Thursday, May 31, 2018

Sunday Gospel Reflection, June 3, 2018: This is my blood of the covenant, which will be shed for many...

 What does it mean to live in a covenant relationship with God? 

   In the Book of Exodus, Moses reads the book of the covenant aloud to the people. It is their first real experience of covenant, and it is grounded in a ritual that involves holocausts and sacrifices, after which blood is splashed on the altar and sprinkled on the people.  This common offering, an offering made by the community to God, unites them as a people under the law, and the people respond, All that the Lord has said, we will heed and do.  The people of Israel have thus, in ritual form, committed the whole of themselves, their life and their being, to God.  As such, their promise is not unlike the ritual commitment evoked in Psalm 116, in which the psalmist takes up the cup of salvation and calls upon the name of the Lord, offering a sacrifice of thanksgiving in the presence of God’s people.

   We recognize a similar ritual in the sacrifice of the Mass, as described in Mark’s Gospel:  Jesus took bread, said the blessing, broke it, gave it to them, and said, Take it; this is my body.  Then he took the cup, gave thanks, and gave it to them, and they all drank from it.  Jesus clearly references the sacrifice typical of Jewish ritual in this passage, but here, he indicates that he is the new sacrifice: This is my blood of the covenant, which will be shed for many.  Jesus is, as the Letter to the Hebrews points out, the mediator of a new covenant, the one and final oblation.  Having shared a common cup with his disciples, Jesus becomes both high priest and sacrifice, obtaining our eternal redemption with his own blood.

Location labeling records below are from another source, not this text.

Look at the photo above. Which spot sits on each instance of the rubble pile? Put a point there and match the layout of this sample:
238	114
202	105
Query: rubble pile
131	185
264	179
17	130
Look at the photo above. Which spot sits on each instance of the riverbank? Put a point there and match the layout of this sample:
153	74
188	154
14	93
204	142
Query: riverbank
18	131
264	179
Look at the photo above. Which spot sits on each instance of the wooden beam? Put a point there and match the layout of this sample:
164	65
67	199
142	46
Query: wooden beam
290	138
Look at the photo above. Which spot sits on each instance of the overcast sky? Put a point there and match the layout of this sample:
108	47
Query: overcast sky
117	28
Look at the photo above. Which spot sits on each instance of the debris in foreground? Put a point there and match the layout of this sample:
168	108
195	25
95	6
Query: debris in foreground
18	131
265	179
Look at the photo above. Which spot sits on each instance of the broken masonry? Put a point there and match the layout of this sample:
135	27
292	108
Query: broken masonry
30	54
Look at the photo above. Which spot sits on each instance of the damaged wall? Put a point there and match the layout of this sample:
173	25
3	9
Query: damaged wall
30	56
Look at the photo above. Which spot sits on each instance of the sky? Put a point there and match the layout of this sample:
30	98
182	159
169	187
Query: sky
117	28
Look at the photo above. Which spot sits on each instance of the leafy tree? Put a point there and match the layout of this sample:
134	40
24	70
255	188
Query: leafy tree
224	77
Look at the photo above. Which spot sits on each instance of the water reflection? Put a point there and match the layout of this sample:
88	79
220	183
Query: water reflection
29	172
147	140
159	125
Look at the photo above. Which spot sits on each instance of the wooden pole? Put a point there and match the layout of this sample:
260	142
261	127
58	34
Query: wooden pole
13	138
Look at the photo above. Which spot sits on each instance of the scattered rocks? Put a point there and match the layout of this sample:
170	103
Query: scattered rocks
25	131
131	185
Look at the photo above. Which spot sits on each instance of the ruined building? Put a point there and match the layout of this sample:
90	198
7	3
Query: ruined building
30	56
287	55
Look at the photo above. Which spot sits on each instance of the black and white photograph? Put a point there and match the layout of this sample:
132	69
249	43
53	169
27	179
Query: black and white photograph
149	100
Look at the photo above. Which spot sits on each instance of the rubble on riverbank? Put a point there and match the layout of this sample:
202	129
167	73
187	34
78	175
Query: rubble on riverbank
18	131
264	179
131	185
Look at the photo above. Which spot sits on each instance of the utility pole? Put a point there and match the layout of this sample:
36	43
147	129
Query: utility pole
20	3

   When we celebrate Jesus’ death and rising, we are participating in the one sacrifice, in the very death of Jesus.  The Mass is not symbolic of that death; it is participation in it, and in the new covenant effected in his blood, in his flesh.  His is the blood that cleanses our consciences, that we might learn to participate fully in his life.  Like the people of Israel, we are called to dedicate our very lives, the whole of our being, to Jesus – Eucharist calls for just such a commitment of the whole of our selves to life in Christ.  It is what unites us as a people; through ritual, we come to live that covenant with God, with full participation, the whole of our life.

This post is based on Fr. Pat’s Scripture class.